Hay bichos, como es obligado. Hay trampas. Hay explosiones y exageraciones y diálogos divertidos y la declaración de amor más hermosa que se ha hecho en el cine desde hace mucho tiempo. Hay buena química entre Indy y Mutt, y sigue notándose esa chispa entre Indy y Marion Ravenwood. Brillan maravillosos los ojos de Irina Spalko y las alusiones cinematográficas siguen siendo una delicia: ahí está el rock and roll, los soda fountains de American Grafitti, los jets y los sharks, la entrada en acción de Mutt disfrazado de Marlon Brando en El Salvaje; ahí está el chiste cruel con la familia nuclear, y la desaforada supervivencia a una explosión nuclear con una jaula de Faraday improvisada; ahí están los hombres de negro, y las alusiones a Von Däniken que ya se apuntaban en En busca del Arca Perdida; ahí está explicada en dos pinceladas certeras la América de los años cincuenta y su aplicación casi literal a la América que vivimos y soportamos hoy; y ahí está Indiana Jones como sólo sabe estar Indiana Jones, más cansado, más viejo, más profesor y un poquito más pedante que de costumbre, alocado como de costumbre pero, pásmense, más respetuoso con lo que saquea, en tanto que gran parte del último tramo de la película es el intento de devolver la calavera de cristal a su lugar de origen, cosa que Indy hace sin ningún remordimiento.

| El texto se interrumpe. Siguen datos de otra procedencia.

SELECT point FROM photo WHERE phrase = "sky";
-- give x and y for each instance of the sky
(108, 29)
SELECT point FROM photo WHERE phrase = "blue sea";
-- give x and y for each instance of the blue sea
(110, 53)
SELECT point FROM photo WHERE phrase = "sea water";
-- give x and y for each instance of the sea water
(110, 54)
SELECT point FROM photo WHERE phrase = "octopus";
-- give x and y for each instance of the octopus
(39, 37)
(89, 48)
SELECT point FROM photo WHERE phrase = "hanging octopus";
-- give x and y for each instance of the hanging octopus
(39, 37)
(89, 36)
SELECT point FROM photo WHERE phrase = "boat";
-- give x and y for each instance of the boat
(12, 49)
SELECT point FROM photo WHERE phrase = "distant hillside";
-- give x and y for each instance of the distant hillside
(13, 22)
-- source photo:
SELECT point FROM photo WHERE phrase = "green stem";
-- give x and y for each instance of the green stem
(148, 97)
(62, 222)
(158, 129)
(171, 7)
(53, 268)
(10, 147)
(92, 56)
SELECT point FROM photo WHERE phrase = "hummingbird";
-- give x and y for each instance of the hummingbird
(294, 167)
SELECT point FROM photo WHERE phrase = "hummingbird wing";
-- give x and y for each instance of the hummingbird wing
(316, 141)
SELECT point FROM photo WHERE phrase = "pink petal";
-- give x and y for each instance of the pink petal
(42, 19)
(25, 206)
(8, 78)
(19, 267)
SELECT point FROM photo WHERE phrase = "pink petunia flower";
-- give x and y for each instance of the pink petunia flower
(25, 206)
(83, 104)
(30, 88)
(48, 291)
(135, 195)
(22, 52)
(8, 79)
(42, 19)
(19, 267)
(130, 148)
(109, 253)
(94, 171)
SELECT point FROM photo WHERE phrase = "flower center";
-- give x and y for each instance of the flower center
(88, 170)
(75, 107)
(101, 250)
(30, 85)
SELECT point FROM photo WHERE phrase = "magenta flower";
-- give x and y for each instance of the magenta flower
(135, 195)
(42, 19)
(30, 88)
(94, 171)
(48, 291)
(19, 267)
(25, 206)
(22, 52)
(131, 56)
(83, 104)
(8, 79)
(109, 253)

El final de Irina, claro, remite al final de Belloc en El Arca Perdida y plantea, desde el cientifismo opuesto a la teología, la misma imposibilidad del ser humano de comprender lo absoluto.
Del metal en la pólvora que vuela como polvo de hada hasta el cajón oculto nada menos que en el Área 51, a la soledad de un Indy que se dobla perfectamente la camisa antes de meterla en la maleta (cuando antes la tiraba como si tal cosa), la película recuerda en su penúltimo decorado a La Búsqueda 2 (a fin de cuentas, su segundo hijo cinematográfico de más éxito), mientras que el escenario con los trece esqueletos de cristal sentados en redondo recuerda a los comics de Thorgal. No deja de ser una curiosa "coincidencia" que el hijo comiquero mejor logrado de Indiana Jones, Martin Mystère tuviera en su primera aventura a estas mismas calaveras de cristal que Indy recupera ahora.
La película sigue teniendo, como las anteriores, ese tufillo a serie B donde pasan tantas cosas y tan sin ton ni son que uno no tiene tiempo ni a ponerles pegas ni a justificarlas. La música de John Williams recupera momentos cumbre de sus anteriores bandas sonoras y es capaz de transmitir ese sonido extraterrestre que ya había desplegado con tanta maestría en su E.T.(no, no serán ustedes los únicos que vean cierto parecido entre los dedos de los alienígenas y los del cabezón amigo de Elliot).
Se reconoce el pasado del joven Indy en su serie televisiva (la alusión al episodio de Pancho Villa es impagable), sabemos ahora que la relación entre Indy y Marion continuó más allá de 1936, y nos ponen la miel en los labios cuando comentan (un general llamado Ross en un sitio de pruebas nucleares, nada menos) que Indy actuó como espía en la Segunda Guerra Mundial, incluso haciendo de doble agente en Berlín con Mac (Ray Winstone), como retándonos a pedir que nos narren algún día todas esas peripecias. En ese tira y afloja, y a pesar de todo, Harrison Ford se empeña en demostrar a la perfección que él es Indiana Jones, y ahí está esa escena final para recalcarlo. El hiato entre La Última Cruzada y esta película todavía tendrá que seguir sin ser rellenado, y ay del actor que intente calzarse su sombrero.